Bisogna ragionare in maniera diversa. Intanto non usare le polizze come punto di partenza, ma in termini di logiche di copertura degli eccessi. Se l’azienda ha valutato da sé il rischio di credito grazie a tool o fonti esterne diverse, possiede tutte le serie storiche su contenziosi e insolvenze e ha la capacità di definizione del costo atteso del rischio, conviene ricorrere all’assicurazione per coprire “l’excess of loss”. «Ovvero – dice Guarniero – ritenere il rischio fino a un certo limite, e da lì in poi trasferirlo al mercato assicurativo, considerando il totale degli affidamenti e non il singolo debitore. Oltre a un vantaggio di tipo economico, se ne trae un beneficio in termini di maturità della gestione aziendale del rischio».

Il metodo Strategica

Regola 4/ Non tutti i rischi vanno trasferiti

Prima di ricorrere a qualsiasi forma di gestione del rischio, va innanzitutto considerato se vale o no la pena di correrlo, quel rischio. «Ci sono rischi per cui il costo di gestione e di eventuali coperture risulta talmente elevato da rendere la scelta controproducente», spiega Guarnerio. «Se un rischio viene assunto, può essere poi gestito in diversi modi: trasferito al mercato assicurativo, in toto o parzialmente, o ritenuto tramite altre modalità di finanziamento del rischio, ad esempio con accantonamenti strutturati di medio lungo periodo». Nel dialogare con il mercato assicurativo, «occorre svincolarsi da un approccio puramente commerciale, di ricerca del costo più basso.

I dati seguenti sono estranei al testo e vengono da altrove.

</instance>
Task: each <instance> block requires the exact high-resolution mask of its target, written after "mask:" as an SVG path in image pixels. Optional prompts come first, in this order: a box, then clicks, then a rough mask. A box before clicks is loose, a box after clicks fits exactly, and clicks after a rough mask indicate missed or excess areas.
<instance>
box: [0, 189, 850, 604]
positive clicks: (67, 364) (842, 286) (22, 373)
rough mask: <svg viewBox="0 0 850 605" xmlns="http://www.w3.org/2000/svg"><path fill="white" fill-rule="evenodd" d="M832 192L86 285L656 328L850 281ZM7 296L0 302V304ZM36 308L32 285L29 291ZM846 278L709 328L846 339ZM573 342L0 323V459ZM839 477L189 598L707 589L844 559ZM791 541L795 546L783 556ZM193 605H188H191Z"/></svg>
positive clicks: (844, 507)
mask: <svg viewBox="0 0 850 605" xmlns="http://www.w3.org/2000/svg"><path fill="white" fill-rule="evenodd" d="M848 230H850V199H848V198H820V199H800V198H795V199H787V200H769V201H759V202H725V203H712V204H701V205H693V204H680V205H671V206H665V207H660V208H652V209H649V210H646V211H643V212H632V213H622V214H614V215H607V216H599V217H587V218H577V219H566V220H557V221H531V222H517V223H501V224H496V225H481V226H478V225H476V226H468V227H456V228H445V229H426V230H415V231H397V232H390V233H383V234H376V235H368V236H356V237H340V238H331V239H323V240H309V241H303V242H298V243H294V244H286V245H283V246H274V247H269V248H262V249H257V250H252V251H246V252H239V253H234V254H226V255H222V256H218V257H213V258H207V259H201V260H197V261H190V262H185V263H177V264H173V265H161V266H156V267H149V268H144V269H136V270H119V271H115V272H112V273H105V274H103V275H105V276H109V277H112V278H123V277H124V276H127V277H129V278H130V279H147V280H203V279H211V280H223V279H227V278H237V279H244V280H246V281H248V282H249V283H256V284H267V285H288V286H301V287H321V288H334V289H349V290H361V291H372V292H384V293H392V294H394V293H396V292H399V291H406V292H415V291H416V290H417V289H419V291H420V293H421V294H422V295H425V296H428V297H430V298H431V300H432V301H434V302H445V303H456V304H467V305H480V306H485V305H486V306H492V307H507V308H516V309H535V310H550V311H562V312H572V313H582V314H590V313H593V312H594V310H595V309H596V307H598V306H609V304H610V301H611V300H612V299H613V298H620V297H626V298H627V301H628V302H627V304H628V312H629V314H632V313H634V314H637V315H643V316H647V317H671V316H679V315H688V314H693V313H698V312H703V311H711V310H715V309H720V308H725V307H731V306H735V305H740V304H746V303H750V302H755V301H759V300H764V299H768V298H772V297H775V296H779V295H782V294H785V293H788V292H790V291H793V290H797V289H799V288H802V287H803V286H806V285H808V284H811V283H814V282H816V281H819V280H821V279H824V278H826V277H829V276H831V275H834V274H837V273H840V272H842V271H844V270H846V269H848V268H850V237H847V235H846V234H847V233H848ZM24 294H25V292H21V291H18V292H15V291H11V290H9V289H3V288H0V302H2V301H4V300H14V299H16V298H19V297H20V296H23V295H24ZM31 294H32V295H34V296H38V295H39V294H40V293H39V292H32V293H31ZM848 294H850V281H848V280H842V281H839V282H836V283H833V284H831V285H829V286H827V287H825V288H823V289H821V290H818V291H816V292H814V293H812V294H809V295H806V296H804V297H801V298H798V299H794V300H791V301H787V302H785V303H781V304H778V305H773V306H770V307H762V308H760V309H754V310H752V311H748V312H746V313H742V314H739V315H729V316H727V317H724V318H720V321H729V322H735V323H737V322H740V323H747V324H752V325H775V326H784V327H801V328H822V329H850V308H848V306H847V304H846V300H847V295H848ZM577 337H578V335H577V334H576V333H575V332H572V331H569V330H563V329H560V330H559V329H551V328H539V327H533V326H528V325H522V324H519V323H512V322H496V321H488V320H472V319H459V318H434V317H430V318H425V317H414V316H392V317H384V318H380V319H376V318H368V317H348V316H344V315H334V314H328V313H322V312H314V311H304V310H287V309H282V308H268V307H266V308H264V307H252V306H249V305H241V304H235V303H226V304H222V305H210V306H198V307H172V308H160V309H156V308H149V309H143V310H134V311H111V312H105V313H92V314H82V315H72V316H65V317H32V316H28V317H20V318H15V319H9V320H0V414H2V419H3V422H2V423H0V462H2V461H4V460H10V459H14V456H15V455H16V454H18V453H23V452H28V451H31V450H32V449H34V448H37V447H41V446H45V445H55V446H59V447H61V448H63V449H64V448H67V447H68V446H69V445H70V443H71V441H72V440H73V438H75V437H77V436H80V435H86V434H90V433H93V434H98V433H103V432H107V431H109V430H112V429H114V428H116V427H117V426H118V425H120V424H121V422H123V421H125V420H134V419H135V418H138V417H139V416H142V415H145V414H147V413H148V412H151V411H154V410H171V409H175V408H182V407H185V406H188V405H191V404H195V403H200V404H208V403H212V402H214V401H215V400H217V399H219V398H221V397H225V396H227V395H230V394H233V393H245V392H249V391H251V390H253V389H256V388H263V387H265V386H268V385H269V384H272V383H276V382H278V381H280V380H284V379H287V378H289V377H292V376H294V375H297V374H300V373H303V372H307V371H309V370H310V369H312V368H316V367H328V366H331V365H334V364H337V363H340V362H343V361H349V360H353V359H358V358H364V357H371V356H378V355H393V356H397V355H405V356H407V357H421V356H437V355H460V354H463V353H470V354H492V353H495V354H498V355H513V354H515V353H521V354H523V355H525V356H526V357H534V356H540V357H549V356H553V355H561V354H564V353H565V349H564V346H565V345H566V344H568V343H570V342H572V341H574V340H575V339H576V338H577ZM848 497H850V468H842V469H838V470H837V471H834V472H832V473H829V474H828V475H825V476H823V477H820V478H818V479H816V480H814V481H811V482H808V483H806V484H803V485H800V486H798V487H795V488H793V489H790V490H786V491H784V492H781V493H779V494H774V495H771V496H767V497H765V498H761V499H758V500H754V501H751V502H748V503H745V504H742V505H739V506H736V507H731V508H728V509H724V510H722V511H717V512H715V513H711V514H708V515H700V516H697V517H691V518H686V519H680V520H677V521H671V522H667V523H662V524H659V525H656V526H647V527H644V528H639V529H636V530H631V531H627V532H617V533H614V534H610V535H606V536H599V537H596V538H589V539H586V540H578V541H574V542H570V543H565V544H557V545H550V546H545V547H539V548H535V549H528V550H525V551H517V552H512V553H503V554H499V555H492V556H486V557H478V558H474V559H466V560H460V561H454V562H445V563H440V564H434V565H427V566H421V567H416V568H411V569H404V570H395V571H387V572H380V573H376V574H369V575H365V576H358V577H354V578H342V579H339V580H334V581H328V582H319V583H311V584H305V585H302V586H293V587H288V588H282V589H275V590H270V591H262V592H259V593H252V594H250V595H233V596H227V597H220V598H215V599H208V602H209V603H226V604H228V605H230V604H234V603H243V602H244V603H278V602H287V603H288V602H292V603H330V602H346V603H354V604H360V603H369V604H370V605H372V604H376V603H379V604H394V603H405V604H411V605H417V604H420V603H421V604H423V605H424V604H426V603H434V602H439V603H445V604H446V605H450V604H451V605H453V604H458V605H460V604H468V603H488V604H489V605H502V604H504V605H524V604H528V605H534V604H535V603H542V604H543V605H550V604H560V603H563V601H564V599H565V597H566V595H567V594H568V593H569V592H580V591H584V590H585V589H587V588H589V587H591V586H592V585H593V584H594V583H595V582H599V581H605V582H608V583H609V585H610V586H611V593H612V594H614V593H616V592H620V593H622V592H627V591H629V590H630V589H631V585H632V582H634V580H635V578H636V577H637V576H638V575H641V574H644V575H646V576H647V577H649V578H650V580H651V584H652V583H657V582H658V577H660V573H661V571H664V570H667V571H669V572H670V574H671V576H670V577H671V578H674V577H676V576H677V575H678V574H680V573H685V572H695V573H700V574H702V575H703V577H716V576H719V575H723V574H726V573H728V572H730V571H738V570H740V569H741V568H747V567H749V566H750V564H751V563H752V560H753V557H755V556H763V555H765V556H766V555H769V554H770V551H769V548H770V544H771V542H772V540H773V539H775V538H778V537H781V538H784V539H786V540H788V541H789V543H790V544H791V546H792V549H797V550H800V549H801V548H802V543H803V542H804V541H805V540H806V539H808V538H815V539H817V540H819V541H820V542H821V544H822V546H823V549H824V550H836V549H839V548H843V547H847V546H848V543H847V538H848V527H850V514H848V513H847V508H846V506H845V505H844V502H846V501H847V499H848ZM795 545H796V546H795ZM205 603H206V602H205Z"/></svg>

Oggi gli assicuratori premiano chi dimostra di essere consapevole dei propri rischi, di gestirli in modo efficace, e soprattutto di conoscerli tecnicamente».

L’evoluzione del rischio è stata fortemente influenzata dalla dimensione: la polarizzazione ha infatti riguardato maggiormente le imprese di minori dimensioni, con un aumento preoccupante dell’area di rischio per le società più piccole (dal 15,2% al 19%), mentre la distribuzione per rischio delle imprese più grandi si sposta verso le classi più sicure

Regola 5/ L’importanza dei rischi inattesi

La pandemia ho posto i riflettori sul concetto di rischio inatteso. «Le componenti del rischio di credito sono essenzialmente due: la perdita attesa (Expected loss) e quella inattesa (Unexpected loss) – spiega Guarnerio – Quando penso a proteggere l’azienda devo, anche se istintivamente verrebbe da pensare il contrario, partire dai rischi più improbabili e potenzialmente più gravi, lasciando da parte quelli di maggior frequenza e minore severità. Questo perché è la componente inattesa del rischio di credito che assume rilevanza, dal momento che le perdite attese sono già comprese negli accantonamenti prudenziali dell’azienda e considerate in qualche modo “fisiologiche”». Partendo da queste considerazioni, si può capire come abbiano poco senso polizze con franchigie zero o comunque bassissime: «Va definita una soglia oltre la quale vale la pena trasferire il rischio al mercato assicurativo. Al di sotto, sono perdite che l’azienda recupera nella sua operatività, che vengono “assorbite”, oppure per cui posso ricorrere ai fondi di accantonamento, come detto. Queste procedure consentono tra l’altro all’azienda di aumentare nel tempo la propria tolleranza al rischio»

Nonostante un saldo particolarmente positivo tra upgrade e downgrade, le costruzioni rimangono il settore più rischioso, con oltre un quinto delle imprese a rischio di default. Con upgrade e downgrade che invece si compensano, le imprese dell’industria si confermano le più sicure (22,1% in area di sicurezza).

Regola 6/ Monitorare l’evoluzione dei rischi

Insomma, nelle aziende è fondamentale mettere in moto un meccanismo virtuoso: partire da una raccolta di informazioni strutturata e di qualità è basilare, ma lo è ancora di più attivare un processo di revisione continua. Partire con analisi approfondite e poi non effettuare azioni periodiche di monitoraggio e aggiornamento porta l’azienda a correre il rischio di non gestire efficacemente, per l’appunto, i rischi, oggi sempre più mutevoli e in rapido cambiamento. «I rischi non sono statici, sono in continua evoluzione – conclude Guarnerio – e molti sono in grado di poter compromettere il conseguimento degli obiettivi strategici ed economico finanziari e la creazione di valore nel tempo. Le aziende devono integrare l’analisi e la gestione dei rischi nelle loro strategie, poiché sono strettamente interdipendenti».